Concealed weapons detection systems are used in a wide range of situations in order to provide added security against violent crimes. In addition to the well-known use of concealed weapons detection systems in public airports, such weapons detection systems are increasingly being used in court houses, schools and other public/governmental facilities that may be subject to threats or attacks by various members of the public.
One commonly used concealed weapons detection system is the electromagnetic (EM) induction system. Essentially, an EM induction system operates by periodically broadcasting an electromagnetic pulse or series of pulses, usually in the kilohertz range. It is believed that the transmitted electromagnetic pulse induces an electrical current or currents in electrically conductive objects contained within the sensing area.
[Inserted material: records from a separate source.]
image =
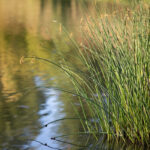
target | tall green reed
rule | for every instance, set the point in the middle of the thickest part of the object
(115, 84)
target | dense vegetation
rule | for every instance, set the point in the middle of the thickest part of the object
(115, 82)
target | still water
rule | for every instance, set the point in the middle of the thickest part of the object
(28, 99)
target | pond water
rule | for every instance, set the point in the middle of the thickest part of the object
(28, 99)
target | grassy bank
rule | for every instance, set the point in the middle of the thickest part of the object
(115, 83)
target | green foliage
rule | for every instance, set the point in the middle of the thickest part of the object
(115, 84)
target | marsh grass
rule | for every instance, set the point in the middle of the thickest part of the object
(115, 84)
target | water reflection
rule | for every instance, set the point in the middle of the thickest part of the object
(52, 110)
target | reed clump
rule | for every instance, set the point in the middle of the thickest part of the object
(115, 83)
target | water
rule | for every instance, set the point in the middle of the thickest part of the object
(28, 100)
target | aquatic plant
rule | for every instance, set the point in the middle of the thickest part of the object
(115, 82)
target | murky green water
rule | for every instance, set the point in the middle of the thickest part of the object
(27, 99)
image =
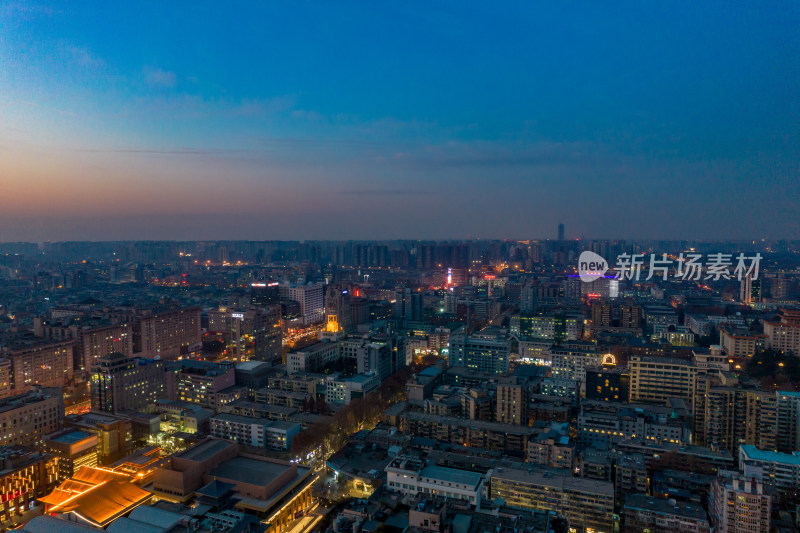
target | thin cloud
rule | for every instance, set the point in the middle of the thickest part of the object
(382, 192)
(83, 57)
(157, 77)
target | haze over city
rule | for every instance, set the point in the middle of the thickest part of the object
(360, 121)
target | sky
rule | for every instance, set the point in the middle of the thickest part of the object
(383, 120)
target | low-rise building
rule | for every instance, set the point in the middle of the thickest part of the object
(781, 470)
(588, 504)
(410, 475)
(739, 506)
(255, 432)
(26, 418)
(643, 514)
(25, 475)
(74, 449)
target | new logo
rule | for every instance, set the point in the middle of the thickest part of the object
(591, 266)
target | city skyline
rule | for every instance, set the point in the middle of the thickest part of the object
(341, 122)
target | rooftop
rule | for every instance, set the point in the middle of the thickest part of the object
(247, 470)
(463, 477)
(72, 437)
(205, 450)
(747, 451)
(666, 507)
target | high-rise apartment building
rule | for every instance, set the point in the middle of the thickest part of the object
(788, 430)
(309, 297)
(26, 418)
(268, 334)
(121, 382)
(48, 364)
(337, 309)
(167, 334)
(588, 504)
(485, 353)
(97, 342)
(657, 379)
(784, 335)
(199, 382)
(512, 400)
(739, 506)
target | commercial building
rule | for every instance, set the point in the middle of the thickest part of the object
(268, 335)
(739, 506)
(512, 400)
(740, 343)
(558, 328)
(26, 474)
(26, 418)
(784, 335)
(587, 504)
(643, 514)
(274, 491)
(121, 382)
(610, 384)
(781, 470)
(788, 425)
(47, 364)
(571, 363)
(114, 433)
(97, 342)
(74, 449)
(341, 390)
(603, 423)
(95, 497)
(312, 358)
(200, 382)
(506, 438)
(658, 379)
(168, 334)
(251, 334)
(310, 299)
(481, 352)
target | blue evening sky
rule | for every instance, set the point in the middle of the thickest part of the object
(302, 120)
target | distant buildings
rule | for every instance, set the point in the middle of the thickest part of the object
(781, 470)
(95, 497)
(409, 475)
(274, 491)
(657, 379)
(205, 383)
(74, 450)
(254, 432)
(784, 335)
(643, 514)
(120, 382)
(310, 299)
(166, 334)
(26, 474)
(587, 504)
(26, 418)
(483, 352)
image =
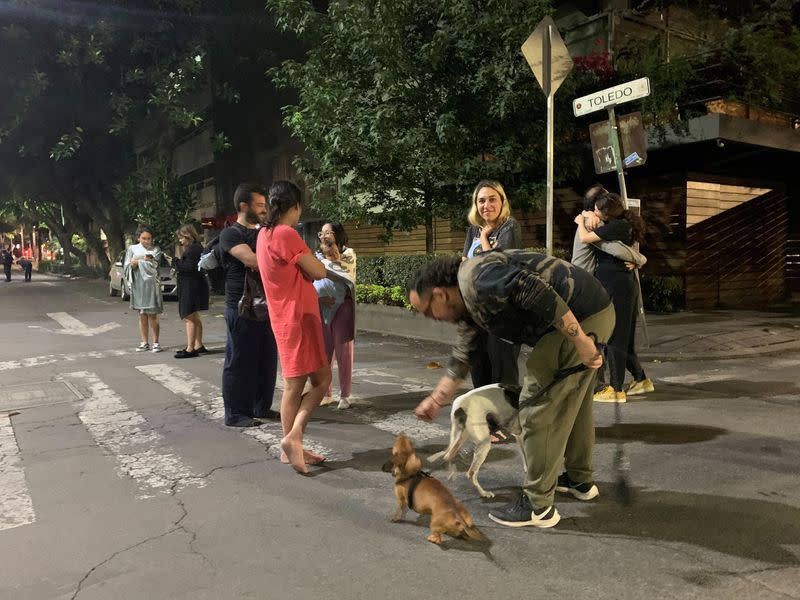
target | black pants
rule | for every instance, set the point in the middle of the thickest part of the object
(251, 366)
(494, 361)
(621, 353)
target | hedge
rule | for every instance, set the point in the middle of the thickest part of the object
(397, 270)
(378, 294)
(663, 293)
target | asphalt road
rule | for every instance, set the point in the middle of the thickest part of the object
(118, 480)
The induced electrical current or currents create their own electromagnetic signals which are then detected by a suitable detector associated with the weapons detection system.
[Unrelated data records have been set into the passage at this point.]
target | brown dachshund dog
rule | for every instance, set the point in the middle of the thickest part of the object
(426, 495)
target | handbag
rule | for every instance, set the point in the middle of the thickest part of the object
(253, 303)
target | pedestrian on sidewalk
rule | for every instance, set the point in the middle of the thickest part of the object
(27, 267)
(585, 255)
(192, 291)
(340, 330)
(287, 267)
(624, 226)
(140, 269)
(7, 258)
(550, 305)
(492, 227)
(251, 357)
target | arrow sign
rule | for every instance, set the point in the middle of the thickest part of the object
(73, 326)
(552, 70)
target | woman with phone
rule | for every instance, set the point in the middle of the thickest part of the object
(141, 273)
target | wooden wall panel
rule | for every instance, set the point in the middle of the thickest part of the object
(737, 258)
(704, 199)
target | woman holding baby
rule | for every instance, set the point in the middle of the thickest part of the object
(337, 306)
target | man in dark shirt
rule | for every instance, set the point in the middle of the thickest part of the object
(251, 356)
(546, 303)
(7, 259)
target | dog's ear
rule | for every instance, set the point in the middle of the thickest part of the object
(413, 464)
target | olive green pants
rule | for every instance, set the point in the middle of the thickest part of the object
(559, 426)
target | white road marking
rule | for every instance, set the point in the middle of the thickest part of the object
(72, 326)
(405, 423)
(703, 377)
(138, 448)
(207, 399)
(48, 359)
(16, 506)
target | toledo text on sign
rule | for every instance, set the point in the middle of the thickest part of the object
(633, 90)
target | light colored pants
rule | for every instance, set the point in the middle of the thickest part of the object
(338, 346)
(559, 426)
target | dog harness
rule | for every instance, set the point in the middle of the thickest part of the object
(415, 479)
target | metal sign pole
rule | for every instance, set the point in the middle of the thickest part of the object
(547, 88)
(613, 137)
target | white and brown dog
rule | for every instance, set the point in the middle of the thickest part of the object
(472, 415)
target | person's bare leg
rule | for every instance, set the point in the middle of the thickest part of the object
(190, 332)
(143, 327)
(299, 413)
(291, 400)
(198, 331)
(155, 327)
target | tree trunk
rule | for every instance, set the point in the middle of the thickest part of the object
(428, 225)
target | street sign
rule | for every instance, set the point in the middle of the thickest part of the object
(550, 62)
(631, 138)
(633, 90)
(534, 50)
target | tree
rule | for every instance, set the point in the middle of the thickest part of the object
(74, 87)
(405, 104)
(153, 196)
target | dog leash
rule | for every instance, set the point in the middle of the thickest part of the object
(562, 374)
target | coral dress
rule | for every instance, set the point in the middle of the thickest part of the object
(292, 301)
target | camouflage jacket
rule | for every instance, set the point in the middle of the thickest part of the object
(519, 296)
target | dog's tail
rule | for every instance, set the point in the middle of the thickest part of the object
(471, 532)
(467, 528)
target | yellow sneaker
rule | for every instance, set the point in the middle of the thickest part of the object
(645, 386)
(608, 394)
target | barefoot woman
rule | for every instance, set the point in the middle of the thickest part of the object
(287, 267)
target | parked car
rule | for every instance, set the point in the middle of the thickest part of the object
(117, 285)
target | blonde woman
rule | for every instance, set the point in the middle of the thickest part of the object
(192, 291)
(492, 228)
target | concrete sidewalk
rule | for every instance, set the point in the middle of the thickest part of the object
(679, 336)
While EM induction systems of the type described above have been used for decades as concealed weapons detection systems, they are not without their problems. For example, such EM induction systems are generally sensitive to the overall size, i.e., surface area of the object, not its mass. Consequently, small, compact, but massive objects, such as a small pistol, may not produce a "signature" that is significantly larger than the signature produced by a light weight object of the same size, such as keys or pocket change. Another problem associated with EM induction systems is related to the fact that EM systems are sensitive to electrically conductive objects, regardless of whether they are magnetic or non-magnetic. That is, EM systems tend to detect non-magnetic objects, such as pocket change, just as easily as magnetic objects (e.g., weapons). Consequently, EM systems tend to be prone to false alarms. In many circumstances, such false alarms need to be resolved by scanning the suspect with a hand-held detector in order to confirm or deny the presence of a dangerous weapon.
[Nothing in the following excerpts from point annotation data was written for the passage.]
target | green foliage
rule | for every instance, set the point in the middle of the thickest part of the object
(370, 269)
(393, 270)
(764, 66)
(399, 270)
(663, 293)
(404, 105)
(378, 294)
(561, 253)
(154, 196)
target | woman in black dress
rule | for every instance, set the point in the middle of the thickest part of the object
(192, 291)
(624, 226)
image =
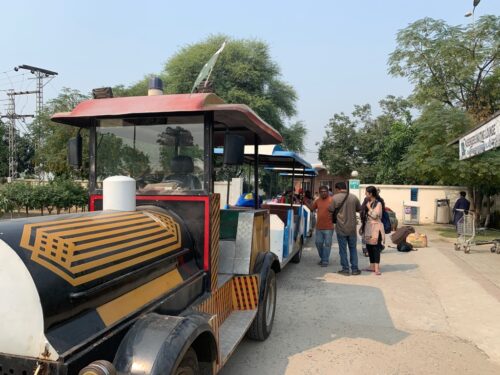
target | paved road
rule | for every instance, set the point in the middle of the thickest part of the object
(425, 315)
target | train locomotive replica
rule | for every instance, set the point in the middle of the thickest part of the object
(134, 285)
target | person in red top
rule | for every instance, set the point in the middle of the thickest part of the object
(324, 225)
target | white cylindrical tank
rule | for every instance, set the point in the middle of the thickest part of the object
(119, 193)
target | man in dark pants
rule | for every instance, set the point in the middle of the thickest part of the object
(461, 205)
(348, 205)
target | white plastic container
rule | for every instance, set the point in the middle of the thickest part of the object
(119, 193)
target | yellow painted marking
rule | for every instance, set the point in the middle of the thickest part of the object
(107, 233)
(58, 254)
(119, 255)
(115, 238)
(113, 311)
(86, 220)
Accordingly, a need exists for an improved weapons detection system that reduces or eliminates some of the shortcomings and problems associated with conventional, EM-induction systems. For example, such an improved weapons system should have improved sensitivity and selectivity to reduce the occurrence of "false alarms," i.e., the detection of metals and materials that are not weapons. If the improvements in sensitivity and selectivity were significant, such an improved weapons detection system could be more safely monitored from a remote location. Indeed, several such systems could be monitored from the same location. The detection system or system could also be concealed, thereby reducing the number of circumvention attempts that are typically associated with more conspicuous detector systems. Additional advantages could be realized if such a system would be reliable and relatively inexpensive to implement and operate.